Portalegre foi o concelho do interior com maior aumento anual nas rendas em fevereiro, enquanto Beja registou uma valorização significativa no mercado de venda de habitação, segundo o barómetro divulgado pelo Imovirtual.
Os dados relativos a fevereiro de 2026 confirmam uma evolução diferenciada do mercado imobiliário em Portugal, com o Alentejo a apresentar sinais de crescimento, tanto no arrendamento como na compra de casa.
Portalegre com maior subida nas rendas do interior
No mercado de arrendamento, Portalegre fixou a renda média nos 600 euros, registando uma subida anual de 33,3%, a mais expressiva entre os concelhos mais acessíveis do país.
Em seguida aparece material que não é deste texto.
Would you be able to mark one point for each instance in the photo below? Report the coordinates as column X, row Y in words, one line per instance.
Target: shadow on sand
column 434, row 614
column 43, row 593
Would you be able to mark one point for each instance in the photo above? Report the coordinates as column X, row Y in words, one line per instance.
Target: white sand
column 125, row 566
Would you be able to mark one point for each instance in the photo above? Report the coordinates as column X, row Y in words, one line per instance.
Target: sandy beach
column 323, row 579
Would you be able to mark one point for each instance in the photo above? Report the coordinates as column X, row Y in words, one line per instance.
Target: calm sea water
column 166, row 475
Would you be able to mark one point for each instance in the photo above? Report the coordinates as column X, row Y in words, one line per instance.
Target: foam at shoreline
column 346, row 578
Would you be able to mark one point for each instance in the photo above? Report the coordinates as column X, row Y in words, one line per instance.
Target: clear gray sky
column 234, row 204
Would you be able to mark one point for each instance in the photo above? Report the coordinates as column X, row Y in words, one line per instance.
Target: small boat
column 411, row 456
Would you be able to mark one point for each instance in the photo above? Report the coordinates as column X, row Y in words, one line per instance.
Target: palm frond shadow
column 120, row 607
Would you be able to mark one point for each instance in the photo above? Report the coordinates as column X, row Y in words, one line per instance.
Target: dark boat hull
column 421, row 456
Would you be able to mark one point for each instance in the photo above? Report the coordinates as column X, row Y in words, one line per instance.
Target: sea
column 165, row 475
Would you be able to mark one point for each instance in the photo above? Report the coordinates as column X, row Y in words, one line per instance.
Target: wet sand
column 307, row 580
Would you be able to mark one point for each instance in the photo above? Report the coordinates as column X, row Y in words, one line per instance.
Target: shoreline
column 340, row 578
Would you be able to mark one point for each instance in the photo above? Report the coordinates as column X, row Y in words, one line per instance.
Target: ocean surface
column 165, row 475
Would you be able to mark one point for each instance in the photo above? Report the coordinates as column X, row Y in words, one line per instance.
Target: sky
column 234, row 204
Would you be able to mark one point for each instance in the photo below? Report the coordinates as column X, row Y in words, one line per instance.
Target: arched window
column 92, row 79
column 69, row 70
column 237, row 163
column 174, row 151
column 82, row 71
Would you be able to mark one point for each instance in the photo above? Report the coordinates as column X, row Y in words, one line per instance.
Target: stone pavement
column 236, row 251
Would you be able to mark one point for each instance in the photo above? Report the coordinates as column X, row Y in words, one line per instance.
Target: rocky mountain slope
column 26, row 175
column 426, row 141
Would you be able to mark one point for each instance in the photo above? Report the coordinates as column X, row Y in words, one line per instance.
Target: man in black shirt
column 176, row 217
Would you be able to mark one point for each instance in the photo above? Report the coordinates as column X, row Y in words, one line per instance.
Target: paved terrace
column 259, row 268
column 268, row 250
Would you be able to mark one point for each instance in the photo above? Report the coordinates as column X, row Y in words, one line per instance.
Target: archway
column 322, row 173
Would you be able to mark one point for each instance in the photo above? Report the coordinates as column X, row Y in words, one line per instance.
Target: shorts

Apesar de continuar entre os valores mais baixos a nível nacional, a evolução anual coloca o concelho alentejano entre os territórios do interior com maior dinamismo. O barómetro identifica um crescimento acelerado em alguns destes mercados, ainda que partindo de bases mais reduzidas.
Em contraste, os valores mais elevados continuam concentrados na Área Metropolitana de Lisboa, com Cascais a liderar com 2.490 euros mensais.
Beja valoriza 14,6% na venda de habitação
No segmento de compra, Beja apresenta um preço médio de 179.000 euros, traduzindo uma subida anual de 14,6%.
Também Portalegre surge entre os concelhos com preços médios mais baixos na venda, fixando-se nos 150.000 euros, com um crescimento anual de 20%.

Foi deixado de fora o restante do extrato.